The biggest downside was how hard it is to read in large chunks. There’s so much interesting information packed into each Chapter that I haven’t actually read more than one a chapter in a single sitting. I usually wind up taking a break so I can digest what I’m learning and let it get comfortable in my brain before I start reading the next chapter. Which isn’t to say it’s poorly written. The Weinersmiths did a great job of making the entire book a delight to read and I’m excited to read each and every chapter. I just wound up reading only one chapter a day and starting another, much simpler, book to read after my daily chapter.

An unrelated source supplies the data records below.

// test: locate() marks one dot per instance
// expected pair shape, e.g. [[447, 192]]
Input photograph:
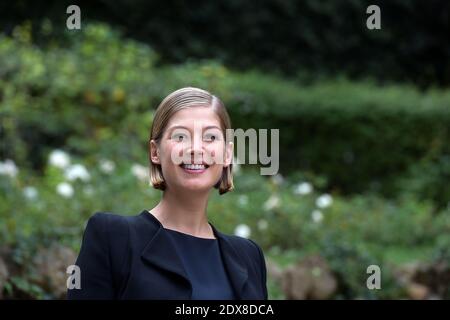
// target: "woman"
[[172, 251]]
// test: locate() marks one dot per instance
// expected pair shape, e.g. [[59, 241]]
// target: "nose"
[[195, 149]]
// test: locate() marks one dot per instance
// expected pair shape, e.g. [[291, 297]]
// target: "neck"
[[184, 212]]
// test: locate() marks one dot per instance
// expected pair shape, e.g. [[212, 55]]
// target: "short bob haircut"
[[188, 97]]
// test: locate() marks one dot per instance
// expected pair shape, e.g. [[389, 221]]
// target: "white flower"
[[65, 189], [243, 200], [59, 159], [236, 166], [242, 230], [8, 168], [317, 216], [139, 172], [277, 179], [30, 193], [77, 171], [272, 203], [303, 188], [88, 190], [107, 166], [263, 224], [324, 201]]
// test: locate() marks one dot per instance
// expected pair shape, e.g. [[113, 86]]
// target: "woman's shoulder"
[[244, 245]]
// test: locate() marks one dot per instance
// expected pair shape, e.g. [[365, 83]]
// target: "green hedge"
[[97, 94]]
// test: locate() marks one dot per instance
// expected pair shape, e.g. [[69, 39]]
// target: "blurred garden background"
[[364, 119]]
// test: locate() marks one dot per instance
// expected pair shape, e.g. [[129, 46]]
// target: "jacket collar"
[[161, 252]]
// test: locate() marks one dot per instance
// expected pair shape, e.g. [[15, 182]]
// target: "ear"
[[154, 152], [229, 148]]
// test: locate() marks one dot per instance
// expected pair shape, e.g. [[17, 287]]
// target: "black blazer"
[[133, 258]]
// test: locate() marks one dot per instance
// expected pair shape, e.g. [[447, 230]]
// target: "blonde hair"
[[183, 98]]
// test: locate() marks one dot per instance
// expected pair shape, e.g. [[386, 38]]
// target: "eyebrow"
[[183, 127]]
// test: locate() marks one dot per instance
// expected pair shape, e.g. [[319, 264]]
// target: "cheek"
[[217, 154]]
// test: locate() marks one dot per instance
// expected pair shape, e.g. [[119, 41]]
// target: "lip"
[[192, 171]]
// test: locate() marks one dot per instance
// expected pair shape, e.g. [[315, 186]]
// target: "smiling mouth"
[[194, 168]]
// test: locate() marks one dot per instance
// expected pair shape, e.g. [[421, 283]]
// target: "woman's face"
[[192, 151]]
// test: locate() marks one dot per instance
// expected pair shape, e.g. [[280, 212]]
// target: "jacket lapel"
[[161, 252], [236, 269]]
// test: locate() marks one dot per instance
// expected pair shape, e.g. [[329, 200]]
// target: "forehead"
[[202, 116]]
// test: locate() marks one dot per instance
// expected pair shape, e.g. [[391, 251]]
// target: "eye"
[[210, 137], [179, 137]]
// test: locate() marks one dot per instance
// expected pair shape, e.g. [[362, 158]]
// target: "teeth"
[[194, 166]]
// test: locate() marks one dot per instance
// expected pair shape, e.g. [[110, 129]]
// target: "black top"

The other side of the problem is that I have a lot more interesting conversation topics now that I’ve learned so much about space elevators, interstellar mining, and programmable matter. While these things don’t come up very much in my typical day-to-day conversation, I’ve now got a lot of excellent ammunition for the next time my friends and I decide to drink and talk about how cool the future could be. I’ve already used some of what I’ve learned to start a discussion at work, during a meeting, since one of my coworkers used to work for an elevator company and a few others just love talking about future technology over lunch. This book is easily worth getting just for the conversations it starts.
My favorite part of the book, and what I consider to be the reason the book is so delightful to read, is the sheer enthusiasm the Weinersmiths pumped into Soonish. Even after a few years of research, writing, revising, and editing, you can still feel just how excited they must have been to learn about everything they covered in the book and there are even a few panels of comics in the book that show it plainly. If you follow Zach Weinersmith’s comic, SMBC, you can see a bunch of comics he wrote about it, scattered throughout the past year, showing just how enthusiastic he and his wife were. Reading a work of passion is always a much better experience than reading something someone felt forced to write.
I suggest picking up a copy of the book for your coffee table or library. It is on sale pretty much everywhere, right now, so I suggest getting it now while its cheap. Or later, when it’s less cheap. This book is easily worth thirty bucks.